Records, cassettes and my childhood memories are back

Monday, July 14th, 2014

Thanks to the guys from Rest in Haste, who have invited me to illustrate their cassette and record covers with my drawings, I have renewed my interest on two cultural artifacts from my childhood that are experiencing a renaissance in music today: records and cassettes. It turns out that the relatively primitive technologies and processes required to produce and distribute music and other sound-based media using records and cassettes offer a viable —and affordable— alternative to the digital formats and distribution channels that have become the mainstream standard over the last decade.

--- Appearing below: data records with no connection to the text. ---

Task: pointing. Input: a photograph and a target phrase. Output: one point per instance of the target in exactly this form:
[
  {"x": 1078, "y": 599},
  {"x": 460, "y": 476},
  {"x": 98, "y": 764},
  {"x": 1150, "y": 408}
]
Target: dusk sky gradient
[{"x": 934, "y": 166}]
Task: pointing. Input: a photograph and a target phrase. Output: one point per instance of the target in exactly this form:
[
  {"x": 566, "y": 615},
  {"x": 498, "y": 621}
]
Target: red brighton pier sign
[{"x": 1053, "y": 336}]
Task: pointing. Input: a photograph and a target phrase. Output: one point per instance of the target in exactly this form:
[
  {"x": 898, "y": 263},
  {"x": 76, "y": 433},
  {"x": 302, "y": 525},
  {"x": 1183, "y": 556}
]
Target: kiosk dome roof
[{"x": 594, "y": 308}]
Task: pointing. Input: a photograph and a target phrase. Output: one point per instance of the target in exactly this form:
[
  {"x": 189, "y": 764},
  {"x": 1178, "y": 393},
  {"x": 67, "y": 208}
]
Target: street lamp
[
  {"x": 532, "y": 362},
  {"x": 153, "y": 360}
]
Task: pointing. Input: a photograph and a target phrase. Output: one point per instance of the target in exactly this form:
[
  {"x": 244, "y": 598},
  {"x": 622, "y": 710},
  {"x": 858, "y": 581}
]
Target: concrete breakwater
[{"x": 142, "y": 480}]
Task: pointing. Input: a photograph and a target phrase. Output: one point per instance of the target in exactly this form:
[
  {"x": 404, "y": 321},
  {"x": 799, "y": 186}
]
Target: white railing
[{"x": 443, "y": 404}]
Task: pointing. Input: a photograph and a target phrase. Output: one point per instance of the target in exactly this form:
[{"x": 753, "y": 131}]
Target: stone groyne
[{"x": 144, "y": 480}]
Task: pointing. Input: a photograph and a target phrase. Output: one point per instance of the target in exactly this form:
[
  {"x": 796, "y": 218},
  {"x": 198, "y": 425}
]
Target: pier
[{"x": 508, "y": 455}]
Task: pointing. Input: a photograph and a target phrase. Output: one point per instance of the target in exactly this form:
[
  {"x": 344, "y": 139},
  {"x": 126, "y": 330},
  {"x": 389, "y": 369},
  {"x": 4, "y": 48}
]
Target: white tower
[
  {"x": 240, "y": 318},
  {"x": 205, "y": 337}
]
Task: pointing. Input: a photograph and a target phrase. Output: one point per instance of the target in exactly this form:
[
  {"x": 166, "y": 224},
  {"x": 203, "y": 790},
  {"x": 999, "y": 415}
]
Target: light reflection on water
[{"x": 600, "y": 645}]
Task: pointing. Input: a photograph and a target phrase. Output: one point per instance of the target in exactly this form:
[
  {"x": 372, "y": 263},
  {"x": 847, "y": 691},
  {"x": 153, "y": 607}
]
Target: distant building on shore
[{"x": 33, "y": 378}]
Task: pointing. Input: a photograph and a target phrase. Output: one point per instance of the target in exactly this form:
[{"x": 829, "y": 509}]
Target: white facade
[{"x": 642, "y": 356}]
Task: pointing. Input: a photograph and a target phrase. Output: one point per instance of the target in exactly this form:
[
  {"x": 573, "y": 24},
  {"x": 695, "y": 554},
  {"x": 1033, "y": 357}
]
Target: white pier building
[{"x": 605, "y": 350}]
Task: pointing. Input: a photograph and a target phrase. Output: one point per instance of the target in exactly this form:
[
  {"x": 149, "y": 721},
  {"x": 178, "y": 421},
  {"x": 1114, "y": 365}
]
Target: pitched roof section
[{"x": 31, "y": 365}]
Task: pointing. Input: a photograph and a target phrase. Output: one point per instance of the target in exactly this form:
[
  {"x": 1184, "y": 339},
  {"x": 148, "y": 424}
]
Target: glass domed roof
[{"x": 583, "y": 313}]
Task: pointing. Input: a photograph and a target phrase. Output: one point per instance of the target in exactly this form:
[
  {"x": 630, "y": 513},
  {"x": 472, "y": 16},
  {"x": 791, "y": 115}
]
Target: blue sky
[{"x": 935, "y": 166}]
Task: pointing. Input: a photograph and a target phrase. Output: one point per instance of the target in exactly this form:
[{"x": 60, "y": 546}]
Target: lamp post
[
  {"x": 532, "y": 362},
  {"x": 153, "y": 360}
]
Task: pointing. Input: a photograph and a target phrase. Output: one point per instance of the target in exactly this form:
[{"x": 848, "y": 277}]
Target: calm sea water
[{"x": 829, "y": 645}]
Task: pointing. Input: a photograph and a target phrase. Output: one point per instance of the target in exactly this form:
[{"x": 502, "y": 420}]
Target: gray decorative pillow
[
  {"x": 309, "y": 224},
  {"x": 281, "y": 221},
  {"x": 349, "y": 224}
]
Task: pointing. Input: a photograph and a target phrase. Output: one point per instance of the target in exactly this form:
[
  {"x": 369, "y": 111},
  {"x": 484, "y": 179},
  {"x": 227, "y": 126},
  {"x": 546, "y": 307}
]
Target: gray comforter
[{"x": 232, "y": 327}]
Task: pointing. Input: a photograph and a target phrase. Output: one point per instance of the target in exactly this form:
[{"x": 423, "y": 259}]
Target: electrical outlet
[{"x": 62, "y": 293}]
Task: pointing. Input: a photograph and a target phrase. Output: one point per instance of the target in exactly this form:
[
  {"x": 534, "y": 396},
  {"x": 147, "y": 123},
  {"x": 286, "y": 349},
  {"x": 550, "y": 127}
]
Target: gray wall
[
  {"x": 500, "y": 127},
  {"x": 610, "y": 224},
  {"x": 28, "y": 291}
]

It turns out a garage band can afford to produce a 100 cassette edition or a 500 record edition for very little money, and these precious items are welcome in local venues.

To me, visiting a local record store and listening to some tapes and records while I talk to other people in the store is a more effective strategy to discover new musicians that I like. I have been finding some of my favorite music this way, and I am completely positive I would have never found any of it from my friends playlists, or any of my social media feeds, or from amazon or itunes or spotify recommendations. My musical life would not know about Boris, Oake, Thee Oh Sees, Oneida, Blonde Red Head, Harassor, Author-Punisher, and The Elevator Drops, just to mention a few of them.

Of course, I had to get a record player and a cassette player again. I haven’t had any of those since I got my hands on a CD player/burner. I was quick to abandon the fragile vinyl and the magnetic tape as soon as a “better” playback/recording alternative came about. Ironically, CDs faced the same fate at the hands of the web, hard drives and mobile phones. I havent really had used a CD in probably ten years. I have a hunch even CDs are going to face some kind of resurgence within the next few years, and VHS tapes too!

Note: I have a flickr album where I collect all kinds of high-res images in connection to my work with Rest in Haste. The cassette sleeves and promotional posters for The Realistic Sounds of Rest in Haste were printed by Kudla Press in the Czech republic using a Risograph printer.